L’ensemble des mesures du gouvernement sont présentées sur le site du minefi :

https://www.economie.gouv.fr/coronavirus-soutien-entreprises

Une fiche en donne une synthèse.

https://www.economie.gouv.fr/files/files/PDF/2020/Coronavirus-MINEFI-10032020.pdf

« Un plan de soutien d’urgence aux entreprises », avec des prêts garantis par l’Etat, est présenté sur le site de bpifrance.

https://www.bpifrance.fr/A-la-une/Actualites/Coronavirus-Bpifrance-active-des-mesures-exceptionnelles-de-soutien-aux-entreprises-49113

La crise covid19, d’ampleur mondiale, est systémique, profonde et durable. Elle va induire un changement de paradigme économique, et sociétal dont la perception nous plonge dans les affres des effets d’un niveau inégalé d’incertitudes multiformes. Cela a d’abord pour conséquence de faire naître l’exigence de trouver davantage dans le présent de chaque entreprise les germes d’une nouvelle dynamique, d’un projet nouveau, que dans le mouvement général de l’économie et du marché, lesquels pour un temps, au moins, ne parlent plus guère.
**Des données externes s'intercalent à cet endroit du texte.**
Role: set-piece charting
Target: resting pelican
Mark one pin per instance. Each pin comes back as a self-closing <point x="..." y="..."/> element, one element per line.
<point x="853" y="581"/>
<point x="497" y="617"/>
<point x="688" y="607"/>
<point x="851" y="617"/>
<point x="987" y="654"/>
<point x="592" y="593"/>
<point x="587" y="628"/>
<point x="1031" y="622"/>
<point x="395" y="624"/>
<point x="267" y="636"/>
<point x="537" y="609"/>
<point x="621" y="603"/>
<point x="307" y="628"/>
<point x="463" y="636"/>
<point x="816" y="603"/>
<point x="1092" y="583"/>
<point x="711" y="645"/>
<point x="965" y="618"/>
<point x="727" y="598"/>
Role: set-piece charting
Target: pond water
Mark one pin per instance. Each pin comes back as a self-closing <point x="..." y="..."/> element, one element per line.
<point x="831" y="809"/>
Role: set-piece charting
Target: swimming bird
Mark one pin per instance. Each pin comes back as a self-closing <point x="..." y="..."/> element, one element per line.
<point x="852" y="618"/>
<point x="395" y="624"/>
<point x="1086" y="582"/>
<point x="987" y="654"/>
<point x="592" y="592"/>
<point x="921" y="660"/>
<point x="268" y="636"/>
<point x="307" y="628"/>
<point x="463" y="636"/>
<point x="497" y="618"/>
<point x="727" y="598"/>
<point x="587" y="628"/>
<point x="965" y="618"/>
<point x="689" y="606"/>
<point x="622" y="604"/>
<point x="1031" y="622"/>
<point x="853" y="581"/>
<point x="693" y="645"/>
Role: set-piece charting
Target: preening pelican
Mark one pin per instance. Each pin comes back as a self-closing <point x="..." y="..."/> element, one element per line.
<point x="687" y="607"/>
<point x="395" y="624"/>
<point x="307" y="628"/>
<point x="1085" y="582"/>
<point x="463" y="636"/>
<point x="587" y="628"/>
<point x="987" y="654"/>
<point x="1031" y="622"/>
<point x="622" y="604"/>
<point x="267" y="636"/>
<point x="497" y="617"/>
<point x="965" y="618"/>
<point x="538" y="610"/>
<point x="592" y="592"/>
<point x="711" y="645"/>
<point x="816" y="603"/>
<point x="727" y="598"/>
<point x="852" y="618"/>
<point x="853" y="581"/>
Alors la question se pose du regard à porter sur le présent de l’entreprise propre à lui insuffler un rebond. Ce regard, aux risques kaléidoscopiques, pourrait tirer quelque avantage en prenant appui sur « l’état d’esprit », les « principes » et les « orientations » déclinés ci-après selon le mode ternaire (qui est celui de la valse) :

Un état d’esprit

-         Considérer que « l’après » a débuté et qu’il convient de s’adapter à un environnement nouveau, encore inconnu, où règne l’impermanence, fait de davantage d’incertitude. Il ne s’agit pas d’un simple défi à relever, d’un cap à passer, mais plutôt de s’installer dans la durée, et d’être résilient,

-         S’attacher à générer autour de soi, dans son écosystème, de la confiance, en misant sur des relations durables qui mettront en valeur la bienveillance et la solidarité,

-         Placer au centre de sa réflexion sur l’avenir la gestion des risques en concevant et en analysant des scénarios d’activité pessimistes pour son entreprise, et des stratégies d’urgence pour y répondre.

Principes

-         Se mettre en situation de décider en réactivité face à un environnement changeant, en acceptant que « l’ordre » puisse être suivi d’un « contrordre ». L’objectif est d’assurer une cohérence suivie entre l’action et la réalité changeante du contexte qui la motive, d’éviter retard et contretemps. Cela demande notamment une communication renforcée et continue dans un climat où règne la confiance avec tous les collaborateurs,

-         Favoriser la diversité des idées, et des points de vue, dans un élan de tolérance renforcé, indispensable pour saisir des signaux faibles lorsque la visibilité est inexistante, face à l’incertain, et nourrir ainsi la décision en se gardant d’une tendance à un consensus paralysant,

-         Agir avec pour objectif que le résultat de son action puisse avoir une portée universelle. Il s’agit là, notamment, de s’assurer que l’action suit les recommandations et les règles édictées par le collectif, en l’occurrence les orientations institutionnelles.

Orientations

-         Intégrer les aides étatiques à la pérennité de l’entreprise, s’informer, se faire accompagner, et mettre en place les dispositions pour en assumer les conséquences : chômage partiel, remboursement de prêts, …

-        « Apporter sa pierre à l’édifice », c'est-à-dire revisiter la place de l’entreprise dans son écosystème en termes de capacité à répondre à une « demande » fondée sur de réels besoins, et une vraie valeur ajoutée. Développer les capacités propres à les appréhender, et ne pas tarder à « pivoter » pour réajuster son « business model » si cela s’avère nécessaire,

-         Mettre en place des indicateurs de « contrôle de gestion » adaptés aux fortes variations, centrés sur l’essentiel pertinent, et tracer, mémoriser, pour capitaliser sur les problématiques rencontrées et les solutions apportées jusqu’à pouvoir établir des protocoles et procédures d’urgence qui serviront ultérieurement.